Editorial - Faked grazing report should outrage Republicans

No one should be surprised at this administration's mendacious tactics for erasing rules against the overgrazing of the American West

Given a president who shows no scruples about “fixing” facts to support the invasion of Iraq, and who cheerfully admits to pre-selected audiences that “catapulting propaganda” is his stock in trade, no one should be surprised at his administration’s mendacious tactics for erasing rules against the overgrazing of the American West.

But we should be outraged - and we should be funneling those sentiments Washington-ward through the president’s partisans representing our state in Congress.

Last week, the Los Angeles Times reported that the administration took a scientific analysis of environmental impacts of cattle grazing on public lands and changed the parts it didn’t like. Then, brandishing truth it had smeared into lies, the Bush Bureau of Land Management introduced rules relaxing limits to running cattle on 160 million acres of federal land in 11 Western states.

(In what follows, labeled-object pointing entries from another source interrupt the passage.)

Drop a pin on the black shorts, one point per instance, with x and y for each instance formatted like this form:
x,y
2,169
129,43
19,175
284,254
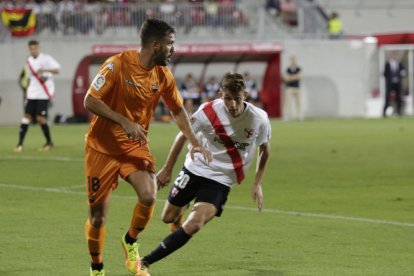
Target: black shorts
x,y
188,186
36,107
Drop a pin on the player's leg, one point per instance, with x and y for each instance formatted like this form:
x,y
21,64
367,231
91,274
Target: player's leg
x,y
101,178
173,215
288,103
399,98
144,185
201,213
298,104
41,118
386,102
210,198
95,230
29,109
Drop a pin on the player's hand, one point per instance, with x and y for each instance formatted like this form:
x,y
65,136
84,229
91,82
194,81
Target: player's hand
x,y
257,195
205,152
135,132
163,177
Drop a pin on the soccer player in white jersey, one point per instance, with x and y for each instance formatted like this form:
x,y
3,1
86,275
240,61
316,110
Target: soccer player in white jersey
x,y
40,68
231,129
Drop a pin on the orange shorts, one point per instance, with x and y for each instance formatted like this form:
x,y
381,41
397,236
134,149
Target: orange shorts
x,y
102,170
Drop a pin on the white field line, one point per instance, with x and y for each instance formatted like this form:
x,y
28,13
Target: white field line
x,y
273,211
42,158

The rules are far different from those adopted 10 years ago during the Clinton administration. Those regulations respected the findings of range scientists that decades of poor land stewardship had degraded dwindling water resources, damaged many native plant groups and further imperiled wildlife.

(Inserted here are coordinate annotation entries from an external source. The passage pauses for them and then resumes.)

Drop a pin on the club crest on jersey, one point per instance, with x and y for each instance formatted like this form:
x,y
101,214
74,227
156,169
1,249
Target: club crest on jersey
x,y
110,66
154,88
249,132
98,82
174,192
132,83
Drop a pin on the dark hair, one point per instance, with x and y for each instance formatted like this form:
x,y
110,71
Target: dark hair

Despite policies aimed at restoration of land and streambeds, progress across the vastness of the West is gradual at best.

As originally written by BLM scientists two years ago, the latest analysis warned that the new rules would have a “significant adverse impact” on wildlife. Out with that phrase, commanded the new regime - and in with one concluding that the new rules, written by the corporate-ranching lobby, will be “beneficial to animals.” You know, the kind that say “ba-aah” and “moo” and muck about in streambeds when they’re not monopolizing what little grass tends to grow on BLM land.

Unreasonable rules, the kind onerous to the small ranchers whose animals leave little footprint, should be reconsidered. But any such reconsideration should include scientific research.

This process was a political one, flying in the face of facts. It’s a whitewash, says the guy in charge of research for the report; “they took all our science and reversed it 180 degrees.” He further characterized what happened as “a crime.” But since he retired a few months before the administration issued his tricked-out document, there isn’t much more he can do. But at least he’s spoken up.

U.S. Sen. Pete Domenici, our state’s main Republican on Capitol Hill, should find such low tactics highly offensive. When they’re exposed as this stunt was, it undermines his long-standing support of public-lands use by private individuals and companies - for ranching, for mining, for timbering or anything else.

Domenici, Republican Reps. Heather Wilson and Steve Pearce, as well as our state’s two Democrats, Sen. Jeff Bingaman and Rep. Tom Udall, should join a congressional effort to apply budgetary pressures to BLM boss Kathleen Clarke; to her boss, Interior Secretary Gale Norton, and to her boss, President Bush. Call off the new rules, our senators and representatives should demand - and desist from faking facts to justify depredations of our public lands.